Увидев под распахнутым воротом на груди у Димы крестик, бабулькин подарок, Евсей умилился. А Дима, воспользовавшись таким расположением духа монаха, и забросил прозьбишку: нельзя ли, мол, прибиться к вашему монастырю.

- Вера – это дело серьёзное. Не разрешено нам шибко-то общаться с вами, мирскими. Ну да ладно, возьму грех на душу, замолвлю за тебя словечко перед игуменом. Скажу, что давно к тебе присматривался. Сейчас, как распались партийные порядки, народ к вере потянулся. Видишь, сколько храмов возрождается на народные же деньги! Вот и наш монастырь восстанавливается. Вернуло нам государство ранее отобранное. И люди теперь нужны. Парень ты самостоятельный. Вначале паломником поживёшь, присмотришься, потом, может, в трудники, – сказал монах.
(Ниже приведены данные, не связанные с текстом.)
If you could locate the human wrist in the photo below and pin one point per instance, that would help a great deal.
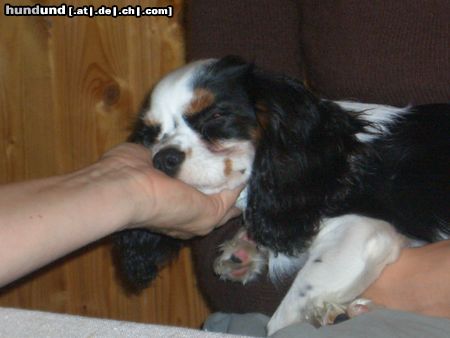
(103, 196)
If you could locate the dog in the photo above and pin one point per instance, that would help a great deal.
(334, 189)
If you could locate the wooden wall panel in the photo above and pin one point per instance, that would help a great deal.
(69, 89)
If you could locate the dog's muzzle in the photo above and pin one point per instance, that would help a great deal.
(169, 160)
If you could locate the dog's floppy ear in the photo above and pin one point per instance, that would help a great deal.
(301, 162)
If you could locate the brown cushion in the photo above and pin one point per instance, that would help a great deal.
(263, 31)
(392, 52)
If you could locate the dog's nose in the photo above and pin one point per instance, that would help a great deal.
(169, 160)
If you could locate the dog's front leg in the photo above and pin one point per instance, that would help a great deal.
(346, 256)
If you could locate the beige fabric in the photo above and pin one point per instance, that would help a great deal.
(24, 323)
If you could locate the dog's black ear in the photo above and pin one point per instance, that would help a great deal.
(301, 162)
(141, 253)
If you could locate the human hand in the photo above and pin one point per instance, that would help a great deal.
(163, 204)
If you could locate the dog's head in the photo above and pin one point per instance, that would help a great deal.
(216, 124)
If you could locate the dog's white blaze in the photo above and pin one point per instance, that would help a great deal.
(202, 168)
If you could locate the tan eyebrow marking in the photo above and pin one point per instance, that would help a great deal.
(228, 167)
(202, 99)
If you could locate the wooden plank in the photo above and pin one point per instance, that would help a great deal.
(69, 90)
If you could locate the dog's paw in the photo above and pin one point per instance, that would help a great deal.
(240, 260)
(360, 306)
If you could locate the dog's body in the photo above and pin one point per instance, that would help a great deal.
(326, 181)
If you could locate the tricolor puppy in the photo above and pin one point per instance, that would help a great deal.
(334, 189)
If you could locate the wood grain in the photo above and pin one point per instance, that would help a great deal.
(69, 89)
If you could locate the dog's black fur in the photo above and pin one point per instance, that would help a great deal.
(309, 164)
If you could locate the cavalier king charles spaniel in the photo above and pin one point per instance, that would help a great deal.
(334, 189)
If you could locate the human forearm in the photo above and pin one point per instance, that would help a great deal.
(417, 282)
(45, 219)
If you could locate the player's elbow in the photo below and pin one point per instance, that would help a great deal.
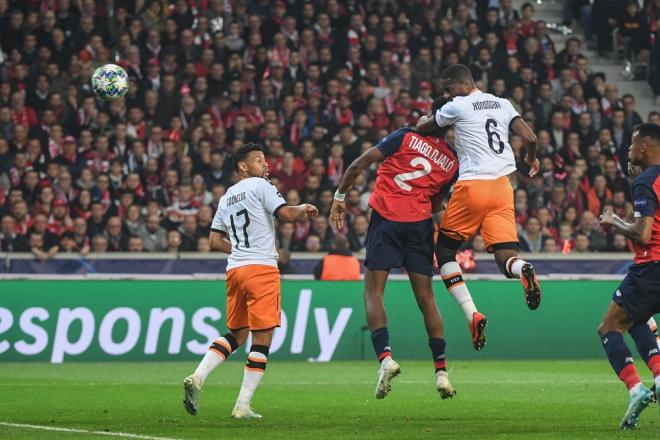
(644, 239)
(286, 214)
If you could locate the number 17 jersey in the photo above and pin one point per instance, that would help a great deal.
(481, 125)
(415, 169)
(245, 214)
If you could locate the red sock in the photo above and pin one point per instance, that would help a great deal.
(629, 375)
(654, 365)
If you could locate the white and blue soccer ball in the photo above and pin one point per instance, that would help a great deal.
(110, 82)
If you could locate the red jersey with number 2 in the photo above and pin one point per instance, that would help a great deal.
(415, 169)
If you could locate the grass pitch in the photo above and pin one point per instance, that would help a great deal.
(496, 399)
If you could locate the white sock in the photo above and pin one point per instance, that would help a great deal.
(654, 328)
(459, 290)
(385, 363)
(514, 266)
(218, 352)
(635, 389)
(251, 378)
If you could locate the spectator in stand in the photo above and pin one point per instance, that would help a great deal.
(532, 239)
(315, 86)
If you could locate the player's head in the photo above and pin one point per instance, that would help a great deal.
(250, 161)
(439, 132)
(457, 80)
(645, 148)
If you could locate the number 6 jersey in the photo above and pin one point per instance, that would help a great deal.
(416, 168)
(245, 214)
(481, 125)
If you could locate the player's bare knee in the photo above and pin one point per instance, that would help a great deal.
(603, 329)
(445, 249)
(426, 301)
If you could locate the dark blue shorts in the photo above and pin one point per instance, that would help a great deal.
(400, 244)
(639, 292)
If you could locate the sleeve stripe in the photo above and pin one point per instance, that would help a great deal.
(278, 208)
(513, 119)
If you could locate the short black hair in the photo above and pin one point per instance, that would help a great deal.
(457, 73)
(243, 152)
(648, 129)
(438, 103)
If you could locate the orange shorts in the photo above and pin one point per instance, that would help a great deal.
(253, 297)
(485, 205)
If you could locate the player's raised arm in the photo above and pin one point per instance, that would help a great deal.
(356, 168)
(440, 116)
(639, 232)
(426, 124)
(520, 127)
(218, 234)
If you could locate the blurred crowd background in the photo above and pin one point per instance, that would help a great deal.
(316, 83)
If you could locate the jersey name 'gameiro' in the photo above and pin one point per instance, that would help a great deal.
(431, 153)
(235, 199)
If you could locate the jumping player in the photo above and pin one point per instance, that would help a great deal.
(414, 176)
(638, 297)
(483, 197)
(245, 215)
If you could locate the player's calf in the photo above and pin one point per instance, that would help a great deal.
(219, 350)
(255, 367)
(516, 267)
(389, 368)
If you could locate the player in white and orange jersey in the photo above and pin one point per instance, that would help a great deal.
(483, 197)
(245, 216)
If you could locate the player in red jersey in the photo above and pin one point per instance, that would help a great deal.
(638, 296)
(413, 178)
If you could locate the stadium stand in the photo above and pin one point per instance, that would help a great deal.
(316, 83)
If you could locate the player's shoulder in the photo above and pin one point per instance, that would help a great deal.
(648, 177)
(253, 183)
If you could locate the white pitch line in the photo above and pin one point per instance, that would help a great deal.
(84, 431)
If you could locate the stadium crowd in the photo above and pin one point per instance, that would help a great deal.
(316, 83)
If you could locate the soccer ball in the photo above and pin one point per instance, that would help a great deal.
(110, 82)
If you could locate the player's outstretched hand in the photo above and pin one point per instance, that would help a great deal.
(634, 170)
(534, 166)
(310, 211)
(607, 218)
(337, 214)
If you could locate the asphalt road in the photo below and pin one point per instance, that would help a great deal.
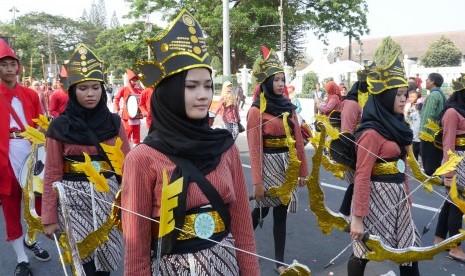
(305, 242)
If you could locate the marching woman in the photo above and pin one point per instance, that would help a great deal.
(333, 101)
(381, 205)
(85, 124)
(229, 105)
(453, 138)
(351, 114)
(208, 210)
(270, 153)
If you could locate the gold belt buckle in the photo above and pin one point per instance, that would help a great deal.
(204, 225)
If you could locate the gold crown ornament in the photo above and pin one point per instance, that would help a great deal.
(84, 65)
(459, 83)
(392, 76)
(270, 65)
(363, 73)
(181, 47)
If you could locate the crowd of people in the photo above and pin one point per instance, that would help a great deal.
(184, 199)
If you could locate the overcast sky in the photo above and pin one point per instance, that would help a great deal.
(385, 17)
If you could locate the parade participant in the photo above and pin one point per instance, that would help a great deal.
(132, 125)
(270, 163)
(19, 106)
(351, 114)
(58, 99)
(240, 97)
(333, 101)
(230, 109)
(206, 160)
(381, 205)
(452, 119)
(144, 105)
(412, 114)
(293, 97)
(431, 156)
(85, 124)
(43, 103)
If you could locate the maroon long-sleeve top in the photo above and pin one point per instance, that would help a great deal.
(142, 187)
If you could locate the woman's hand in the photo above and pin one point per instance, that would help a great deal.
(50, 229)
(357, 229)
(302, 182)
(448, 182)
(258, 192)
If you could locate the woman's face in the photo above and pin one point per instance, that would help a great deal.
(400, 100)
(198, 93)
(278, 84)
(88, 93)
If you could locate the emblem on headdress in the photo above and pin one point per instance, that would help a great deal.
(84, 65)
(393, 76)
(270, 65)
(181, 47)
(459, 83)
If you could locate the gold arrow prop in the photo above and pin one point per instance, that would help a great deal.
(326, 218)
(115, 154)
(292, 173)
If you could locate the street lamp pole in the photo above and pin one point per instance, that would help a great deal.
(148, 30)
(280, 9)
(14, 10)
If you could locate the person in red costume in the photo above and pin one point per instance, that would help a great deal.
(58, 99)
(20, 105)
(144, 105)
(132, 125)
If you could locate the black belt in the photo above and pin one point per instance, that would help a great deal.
(16, 135)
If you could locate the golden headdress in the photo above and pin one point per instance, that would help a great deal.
(270, 65)
(363, 73)
(84, 65)
(392, 76)
(459, 83)
(181, 47)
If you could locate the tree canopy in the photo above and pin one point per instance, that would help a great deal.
(442, 53)
(256, 23)
(387, 52)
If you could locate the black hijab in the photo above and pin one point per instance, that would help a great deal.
(183, 140)
(174, 134)
(353, 93)
(456, 101)
(378, 115)
(73, 124)
(276, 105)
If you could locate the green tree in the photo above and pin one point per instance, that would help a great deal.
(121, 47)
(216, 64)
(114, 23)
(256, 23)
(309, 82)
(442, 53)
(387, 51)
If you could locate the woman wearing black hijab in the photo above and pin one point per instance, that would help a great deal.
(212, 198)
(85, 124)
(270, 151)
(452, 119)
(380, 204)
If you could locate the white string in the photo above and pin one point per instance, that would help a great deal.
(187, 232)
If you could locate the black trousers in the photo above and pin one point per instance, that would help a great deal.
(356, 267)
(430, 156)
(449, 221)
(347, 200)
(90, 270)
(279, 228)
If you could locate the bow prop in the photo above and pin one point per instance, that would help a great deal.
(169, 201)
(292, 173)
(379, 252)
(326, 218)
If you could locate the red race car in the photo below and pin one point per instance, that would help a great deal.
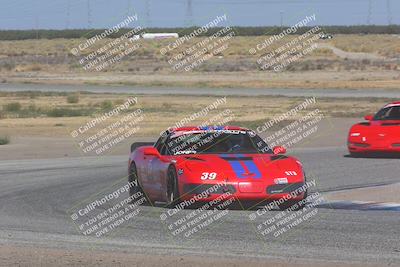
(186, 162)
(381, 132)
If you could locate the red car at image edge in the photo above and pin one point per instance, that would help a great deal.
(186, 161)
(381, 132)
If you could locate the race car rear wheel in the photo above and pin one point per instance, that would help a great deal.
(294, 204)
(136, 187)
(172, 188)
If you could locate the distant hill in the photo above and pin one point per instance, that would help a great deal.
(240, 31)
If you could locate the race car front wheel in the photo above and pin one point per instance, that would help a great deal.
(172, 188)
(294, 204)
(135, 185)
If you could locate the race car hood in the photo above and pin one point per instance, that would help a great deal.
(373, 131)
(241, 167)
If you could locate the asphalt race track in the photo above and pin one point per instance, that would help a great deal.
(36, 194)
(332, 93)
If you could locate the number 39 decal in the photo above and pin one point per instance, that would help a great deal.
(208, 175)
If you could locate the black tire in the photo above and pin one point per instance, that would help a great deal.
(132, 177)
(355, 155)
(299, 204)
(173, 197)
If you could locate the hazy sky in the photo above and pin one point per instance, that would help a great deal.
(60, 14)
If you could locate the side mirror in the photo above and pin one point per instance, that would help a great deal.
(279, 150)
(151, 151)
(369, 117)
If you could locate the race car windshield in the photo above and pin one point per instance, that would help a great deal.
(217, 142)
(389, 113)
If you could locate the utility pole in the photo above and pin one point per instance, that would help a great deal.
(147, 12)
(189, 13)
(68, 14)
(389, 12)
(89, 9)
(369, 12)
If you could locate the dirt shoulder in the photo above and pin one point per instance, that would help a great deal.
(36, 256)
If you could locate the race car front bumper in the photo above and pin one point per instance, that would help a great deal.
(242, 191)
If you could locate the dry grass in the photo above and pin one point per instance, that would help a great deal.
(50, 61)
(165, 111)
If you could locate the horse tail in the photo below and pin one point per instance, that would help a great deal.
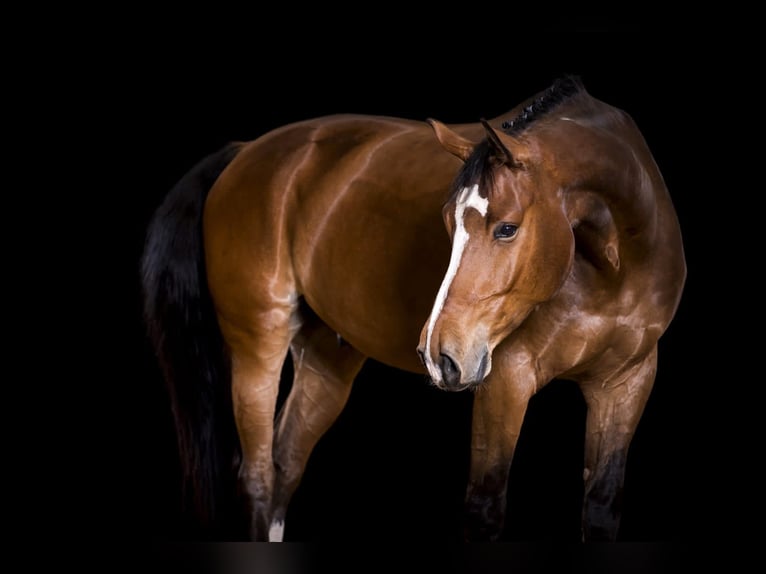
(183, 330)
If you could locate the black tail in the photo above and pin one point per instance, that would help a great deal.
(182, 327)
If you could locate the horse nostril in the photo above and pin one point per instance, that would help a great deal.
(450, 370)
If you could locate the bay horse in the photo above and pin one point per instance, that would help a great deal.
(324, 241)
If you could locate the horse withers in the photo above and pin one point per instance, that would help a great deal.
(324, 240)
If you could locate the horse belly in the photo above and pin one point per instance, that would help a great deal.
(373, 270)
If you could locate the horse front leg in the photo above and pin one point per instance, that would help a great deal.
(324, 371)
(614, 410)
(498, 413)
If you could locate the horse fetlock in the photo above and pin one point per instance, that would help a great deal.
(484, 518)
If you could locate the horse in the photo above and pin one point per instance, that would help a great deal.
(493, 256)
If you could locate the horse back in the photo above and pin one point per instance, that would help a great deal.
(343, 212)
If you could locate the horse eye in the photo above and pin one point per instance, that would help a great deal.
(505, 230)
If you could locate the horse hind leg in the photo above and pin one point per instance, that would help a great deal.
(258, 347)
(614, 411)
(324, 371)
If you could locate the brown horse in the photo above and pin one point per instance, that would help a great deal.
(324, 240)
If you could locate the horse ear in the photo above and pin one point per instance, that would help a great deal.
(503, 149)
(450, 140)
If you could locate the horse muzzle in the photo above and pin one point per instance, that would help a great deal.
(450, 373)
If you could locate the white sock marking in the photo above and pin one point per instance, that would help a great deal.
(468, 197)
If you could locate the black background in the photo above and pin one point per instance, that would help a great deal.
(172, 89)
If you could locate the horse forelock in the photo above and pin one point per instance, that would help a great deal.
(479, 168)
(475, 170)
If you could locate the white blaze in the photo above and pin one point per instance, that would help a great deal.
(468, 197)
(276, 531)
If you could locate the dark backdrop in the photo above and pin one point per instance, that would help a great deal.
(393, 467)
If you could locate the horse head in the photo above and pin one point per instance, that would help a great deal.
(512, 249)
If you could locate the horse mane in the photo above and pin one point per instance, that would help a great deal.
(476, 169)
(562, 90)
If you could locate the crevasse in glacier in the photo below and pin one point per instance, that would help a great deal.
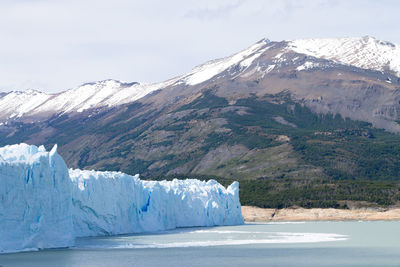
(35, 199)
(44, 205)
(117, 203)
Сумку свою походную Дима принёс заранее и спрятал среди штабелей. И когда Евсей сказал, что сегодня он приехал последний раз, и заказ выполнен полностью, Дима с надеждой смотрел в его голубые глаза.

- Настоятель разрешил, иди, собирай свои пожитки.

- У меня всё уже здесь, – удивил Дима Евсея.

Дима крепко обнял Володю, заскочил со своей сумкой в кабину, сев прямо на рясу Евсея, и сказал: «Поехали в темпе». Он видел, как встрепенулся сопровождающий их санитар, как Володя задержал его, что-то говоря на ухо. А тяжело гружёная машина уже выезжала за ворота пилорамы, поворачивая на тракт, увозя Диму в очередную, новую жизнь.